# Epson Sublimation Printers



## silverpony (Sep 15, 2018)

I'm looking at buying a sublimation printer but can't decide between the Epson C88 or the Epson WF-2750 (inserted links below). Does anyone know what the difference is between them or is one better than the other? Also, both printers say it comes with CISS so does that mean its a separate ink system just for sublimation so you can do both inkjet prints and sublimation? Thanks in advance!

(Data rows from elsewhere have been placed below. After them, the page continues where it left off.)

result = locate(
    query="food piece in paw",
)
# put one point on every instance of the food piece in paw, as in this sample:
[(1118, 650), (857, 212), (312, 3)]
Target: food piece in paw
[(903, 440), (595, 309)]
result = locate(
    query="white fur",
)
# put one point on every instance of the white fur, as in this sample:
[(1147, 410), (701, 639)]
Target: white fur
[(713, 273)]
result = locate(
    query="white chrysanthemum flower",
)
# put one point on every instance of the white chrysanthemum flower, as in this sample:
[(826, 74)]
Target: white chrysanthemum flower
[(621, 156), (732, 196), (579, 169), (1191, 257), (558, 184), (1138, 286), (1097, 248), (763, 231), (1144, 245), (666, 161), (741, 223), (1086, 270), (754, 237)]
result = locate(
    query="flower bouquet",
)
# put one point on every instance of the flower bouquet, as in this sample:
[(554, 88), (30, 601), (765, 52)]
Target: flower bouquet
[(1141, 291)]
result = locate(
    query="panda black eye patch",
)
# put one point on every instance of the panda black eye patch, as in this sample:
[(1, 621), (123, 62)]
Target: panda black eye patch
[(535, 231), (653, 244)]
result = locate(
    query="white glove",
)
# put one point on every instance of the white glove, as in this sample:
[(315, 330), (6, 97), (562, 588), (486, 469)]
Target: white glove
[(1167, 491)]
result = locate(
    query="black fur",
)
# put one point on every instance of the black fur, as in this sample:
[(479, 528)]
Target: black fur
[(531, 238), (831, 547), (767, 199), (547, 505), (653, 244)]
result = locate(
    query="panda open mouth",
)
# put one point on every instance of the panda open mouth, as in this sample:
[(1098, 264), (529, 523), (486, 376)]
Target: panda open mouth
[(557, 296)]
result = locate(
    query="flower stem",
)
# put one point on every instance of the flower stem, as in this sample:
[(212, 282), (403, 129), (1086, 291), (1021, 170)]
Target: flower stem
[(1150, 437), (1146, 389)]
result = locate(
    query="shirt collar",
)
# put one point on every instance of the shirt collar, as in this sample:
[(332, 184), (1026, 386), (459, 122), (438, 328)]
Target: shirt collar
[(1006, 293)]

https://www.amazon.ca/Sublimation-W...ye+sublimation+printers&qid=1547938153&sr=8-6

https://www.amazon.ca/Sublimation-E...ye+sublimation+printers&qid=1547938280&sr=8-7


----------



## into the T (Aug 22, 2015)

since you are posting amazon.ca items,
i will assume you are in canada

firstly, you can save $100 and get the c88 bundle from here

secondly,
i would get this printer from staples for $49.99, 
get the refillable carts elsewhere and the ink from the above place
even the epson wf2750 is only $99.99 at staples

the refillable carts are ~$35 cad from here and the ink is ~$70 from the above place
for a grand total of ~$205 cad
for the c88 from staples it is $122, carts ~$25, ink $70 = ~$217

i would stay away from the cis, and get the refillable carts
if you want to stick with epson i would get the c88


----------



## silverpony (Sep 15, 2018)

Thank you for your help! That's a lot cheaper than going through amazon.ca. If there are any other printers out there that you feel are better the Epson, I would love to know


----------



## into the T (Aug 22, 2015)

you need piezo printheads,
and that is only epson and brother

epson is far more popular, but brother does work just as well
(usually you can't get icc's though, but the epson icc's will get you there/pretty close)

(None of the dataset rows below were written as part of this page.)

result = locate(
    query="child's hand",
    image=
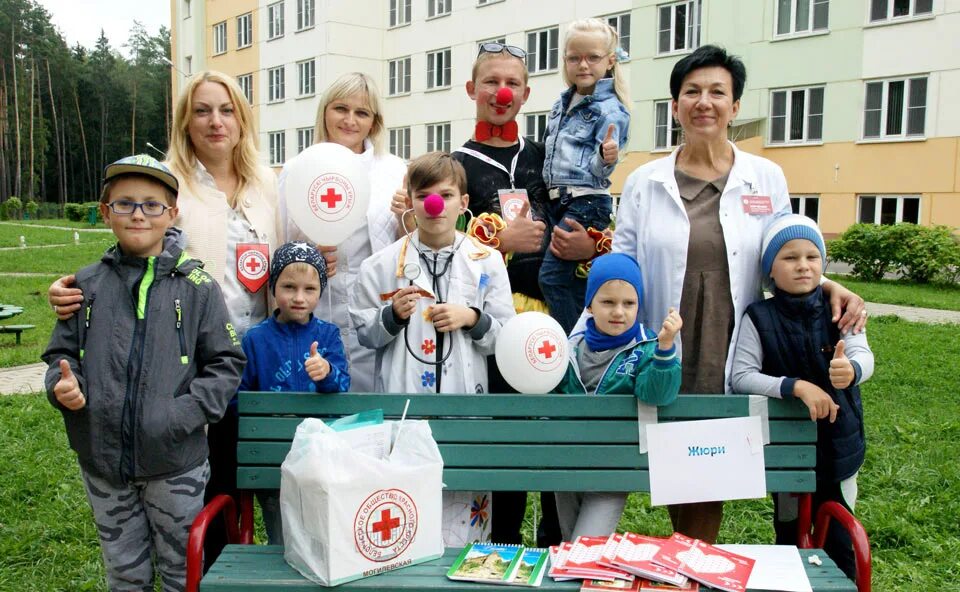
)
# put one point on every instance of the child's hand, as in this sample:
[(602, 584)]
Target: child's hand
[(668, 331), (818, 402), (317, 368), (609, 150), (841, 370), (67, 389), (450, 317), (405, 302)]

you can also get ricoh's for sub, but they are far more expensive
depends on your budget

i think the c88 gets better customer satisfaction reviews than the workforces


----------



## NoXid (Apr 4, 2011)

You don't need to print wider than letter size paper? Usually people want the 13" capable printers.


----------



## silverpony (Sep 15, 2018)

I'm most likely just going to be printing images no bigger than 10" so a standard letter size paper printer is fine.


----------